Escape from Mogadishu

In Mogadishu, it’s not a good idea to bring the blue book when you take your car for a trade-in.

(2021) Action (Well Go USA) Kim Yoon-seok, In-sung Jo, Joon-ho Huh, Kyo-hwan Koo, So-jin Kim, Man-sik Jeong, Kim Jae-hwa, Park Ji-eun. Directed by Seung-wan Ryoo


In 1991, the Somalian dictator Siad Barre was overthrown by rebel forces and from there Mogadishu, the capital city of Somalia, and the rest of Somalia for that matter descended into chaos.

South Korea had a tiny embassy there in 1991. Ambassador Han (Y-s Kim) was eager to lobby the Somali government to cast a vote to allow South Korea into the United Nations. Because there were so many African nations that had voting privileges in the U.N., South Korea was focusing much of their diplomatic focus on Africa in an effort to garner enough votes to gain South Korea admittance. North Korean ambassador Rim (Huh) was doing his best to thwart the ambassador’s efforts.

Along with the South Korean ambassador was his wife (S-j Kim) and security advisor Kang (Jo). Also working for the small North Korean embassy is their security advisor (Koo). At first, the two countries are too wrapped up in their own diplomatic games to really notice what’s going on. There are rumors of unrest, but a report by the American CIA, as well as the analysis of an Australian journalist, doesn’t believe the country is ready to sink into Civil War. How wrong they were.

The violence comes with startling suddenness and unnerving ferocity. Government officials quickly flee Mogadishu with all the wealth they can lay their grubby hands on, both Korean embassies find themselves rapidly in an untenable situation. Communications fail as the country’s infrastructure collapses. They have no aircraft available to them – the ambassadors and their staffs flew commercial to get to Mogadishu – and no way of contacting their government to get help. The streets are run by violent mobs who are of the opinion that all foreigners should die. With no troops to protect their embassies, the South Koreans make an arrangement with members of the Mogadishu police to guard their embassy, but that is only a temporary fix. Soon it becomes too dangerous for the cops to hang around and they leave the Koreans on their own.
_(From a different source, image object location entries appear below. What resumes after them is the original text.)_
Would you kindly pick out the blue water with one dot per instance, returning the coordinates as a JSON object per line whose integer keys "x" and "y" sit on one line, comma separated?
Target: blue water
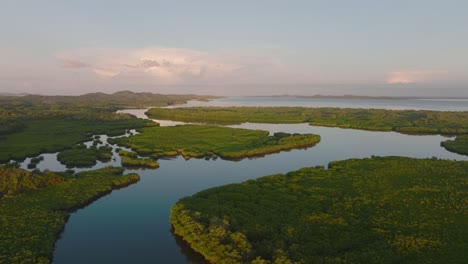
{"x": 131, "y": 225}
{"x": 392, "y": 104}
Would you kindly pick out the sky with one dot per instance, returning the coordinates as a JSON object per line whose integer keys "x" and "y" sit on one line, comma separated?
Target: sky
{"x": 242, "y": 47}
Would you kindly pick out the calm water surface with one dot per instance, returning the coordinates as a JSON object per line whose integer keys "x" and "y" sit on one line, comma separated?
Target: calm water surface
{"x": 393, "y": 104}
{"x": 131, "y": 225}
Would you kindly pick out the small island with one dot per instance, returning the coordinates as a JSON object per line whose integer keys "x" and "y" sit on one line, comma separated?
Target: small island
{"x": 374, "y": 210}
{"x": 198, "y": 141}
{"x": 34, "y": 207}
{"x": 403, "y": 121}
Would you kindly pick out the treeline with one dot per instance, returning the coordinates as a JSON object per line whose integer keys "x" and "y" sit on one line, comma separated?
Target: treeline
{"x": 33, "y": 124}
{"x": 81, "y": 156}
{"x": 36, "y": 208}
{"x": 94, "y": 105}
{"x": 211, "y": 142}
{"x": 52, "y": 135}
{"x": 379, "y": 210}
{"x": 458, "y": 145}
{"x": 130, "y": 160}
{"x": 404, "y": 121}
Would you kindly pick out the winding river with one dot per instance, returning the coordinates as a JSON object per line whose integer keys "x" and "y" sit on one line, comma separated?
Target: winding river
{"x": 131, "y": 225}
The North Korean embassy staff is in a similar situation. With food running out and their embassies under siege, there is no option but to find a way out of Somalia. However, that will take both ambassadors using their contacts – Ambassador Han contacting Western allies, Ambassador Rim contacting North Korea’s allies – to find a way out. And once they even have a hope of getting out, they must make a perilous trip through the chaotic, violent streets of Mogadishu to get to that opportunity. The odds are not with them, especially since it seems nearly impossible that the two staffs – used to mutual hatred and mistrust – can work together in any way shape or form.

The film is based on actual events. How close the depiction here is to what actually happened is not something this American critic has any clue about; there is little information about the incident online. From what I’ve been able to glean, the essential facts were correct.

The movie is essentially an action film, and to be honest the action sequences are masterfully done, particularly the climactic sequence in which the staffs of both embassies make a desperate, dangerous drive through the streets of the city to make it to freedom. It’s a harrowing, tense sequence and stands out as one of the best action sequences you’re likely to see this year – including those in movies with much bigger budgets.

The movie is a bit long for what it is, and some of the humor didn’t fit in with the overall tone of the film. However, the movie does take a different look at the ongoing tragedy in Somalia with a different set of eyes. I wonder if we’ll ever see events that have transpired in that unfortunate country over the past thirty years through Somali eyes at some point.

REASONS TO SEE: The action sequences are well-staged.
REASONS TO AVOID: Feels a bit long.
FAMILY VALUES: There is violence and some profanity.
TRIVIAL PURSUIT: The Somali Civil War, which began in 1991, has been ongoing since then. More than 500,000 Somali citizens have been killed in the fighting since then.
CRITICAL MASS: As of 7/21/21: Rotten Tomatoes: 100% positive reviews; Metacritic: 89/100.